Saturday, June 7, 2014

Little Girl Captures a Mouse

My parents' house is old. My great-grandfather built the house in 1916, one of the first on the street. His siblings erected 3 or 4 other houses on the street as well, the entire family living within a stone's throw of each other. All of these houses still stand, and one - my house - still has direct kin living in it. This all being said, the house isn't in terrific shape. He's sturdy, he's well-insulated, but, inevitably, we still get a few mice sneaking in every year. The other night I heard Little Girl crash into some dishes in the kitchen. Worrying that she had hurt herself, I rushed into the dining room (where she had run), to find her with a little grey mouse hanging from her mouth. She flung the mouse up in the air and chased it across the dining room floor. I screamed and screamed until my father ran in with a big glass jar and captured the little mouse. Little Girl was named a hero and spent the next few days getting constant praise and attention (as if she doesn't get that already). After this incident, everyone seemed to forget about the time my cat Gogo killed a mouse just by looking at it. Though, to be honest, I'm not sure which cat gets more style points for their mousing.







Friday, May 9, 2014

Life Lately: Cat Edition

It's been on my list to feature a life lately post for some time now. I felt like I had quite a lot of random photos piling up, but when I went to have a look-through, I discovered that I actually only have a load of photos of my cats. And so, here we have life lately: cat edition.

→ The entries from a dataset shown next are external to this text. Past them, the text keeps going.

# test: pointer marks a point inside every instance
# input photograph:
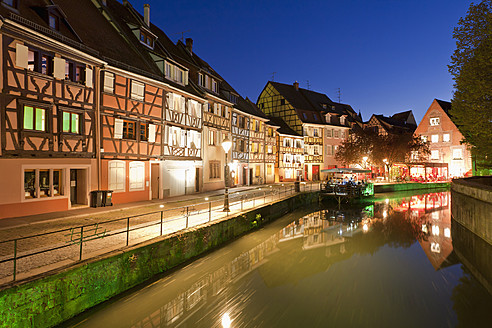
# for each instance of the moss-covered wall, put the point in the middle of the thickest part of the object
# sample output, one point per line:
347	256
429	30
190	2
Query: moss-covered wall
396	187
56	296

I have three cats: Peter, Gogo, & Little Girl. I'm quite allergic to them, especially Peter, and I don't think I've actually been able to breath clearly for several years now. Eye drops are a daily routine, and I always keep tissues near me. I used to be put off about it, not considering myself a cat person, but that's all changed in the past year. I grew up with cats - when I was born, I believe we had Smokey, Cinder, & Peaches. I used to get into a lot of trouble when I was younger, and more than once my mum caught me with the scissors trying to cut my cats' ears and whiskers off! I also used to dress them in my onesies when she was out of the room. I terrorized those poor cats. After those three passed on (they were quite old when I was quite young), my dad brought home Pumpkin, an orange tabby with only one eye (his other was clawed out in a fight). I named him Pumpkin because it was nearing Halloween when we got him and he had an imprint on his side that looked like a pumpkin, at least in the eyes of a three year old. Pumpkin went senile as he got older and one night I was on the phone to a boy I was dating and I said to him, "This cat is going to die any day now." I got out of the shower that night and my parents had rushed off to put Pumpkin down after he'd had a stroke.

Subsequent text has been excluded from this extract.